# Buying a GPU in hyderabad



## lethalweaponforever (Nov 15, 2011)

Does anyone here know where I can (reliably) buy a GPU in hyderabad/secunderabad. I've just moved here from Chennai and am looking for some 'Ritchie Street' style place here to buy a MSi 6790..

Any help would be appreciated.


----------



## azzu (Nov 15, 2011)

Chenoy Trade centre (CTC)..at praradise secundrabad..
similar to your ritchie street..
a big comercial complex full of computer stores..
get ready to face Noobish shopkeepers,,
although i doubt u cud find that specific GPU if u do it will surely b exorbitantly priced..


----------



## lethalweaponforever (Nov 15, 2011)

Exorbitantly priced? Sorry if I'm being a complete idiot here, but I though the 6790 series was a budget series. I've seen websites price the card at 150$ which loosely translates to about 8000 - 9000 Rs. 

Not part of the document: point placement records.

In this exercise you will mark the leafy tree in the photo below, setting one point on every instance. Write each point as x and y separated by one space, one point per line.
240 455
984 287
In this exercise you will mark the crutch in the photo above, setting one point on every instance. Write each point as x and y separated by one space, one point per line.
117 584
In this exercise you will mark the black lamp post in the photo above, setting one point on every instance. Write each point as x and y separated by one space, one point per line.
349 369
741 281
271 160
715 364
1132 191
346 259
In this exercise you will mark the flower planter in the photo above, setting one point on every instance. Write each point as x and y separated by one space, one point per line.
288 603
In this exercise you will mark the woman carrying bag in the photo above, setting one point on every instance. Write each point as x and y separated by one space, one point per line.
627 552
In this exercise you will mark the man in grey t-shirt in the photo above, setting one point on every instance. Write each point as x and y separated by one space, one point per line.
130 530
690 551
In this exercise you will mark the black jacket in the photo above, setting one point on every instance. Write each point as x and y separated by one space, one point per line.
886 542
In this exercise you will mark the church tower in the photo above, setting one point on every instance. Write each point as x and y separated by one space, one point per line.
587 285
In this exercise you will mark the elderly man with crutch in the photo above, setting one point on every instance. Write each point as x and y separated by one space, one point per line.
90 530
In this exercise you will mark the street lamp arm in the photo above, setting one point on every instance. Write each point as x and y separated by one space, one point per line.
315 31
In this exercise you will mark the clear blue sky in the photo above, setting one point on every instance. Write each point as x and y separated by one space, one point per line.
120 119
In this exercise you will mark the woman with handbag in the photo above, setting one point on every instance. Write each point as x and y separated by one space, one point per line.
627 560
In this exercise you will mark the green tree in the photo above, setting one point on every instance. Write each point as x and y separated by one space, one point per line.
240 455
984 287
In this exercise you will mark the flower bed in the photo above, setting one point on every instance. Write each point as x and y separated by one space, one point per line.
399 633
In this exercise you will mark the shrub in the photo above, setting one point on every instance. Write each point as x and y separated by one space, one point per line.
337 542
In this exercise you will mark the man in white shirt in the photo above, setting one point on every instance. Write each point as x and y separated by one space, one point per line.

Or have I been living in a seriously deep hole in the ground for the last two years?


----------



## smltngs (Nov 15, 2011)

I experienced  the ignorance of ctc shopkeepers when I brought my system. Most of them dont know anything about high end parts especially graphic cards. I too would like to know any shops in ctc with decent prices for gpus.


----------



## smltngs (Nov 26, 2011)

OT: Are shops open at ctc on sunday (atleast a few).Anyone know good computer shops at dilshuknagar.


----------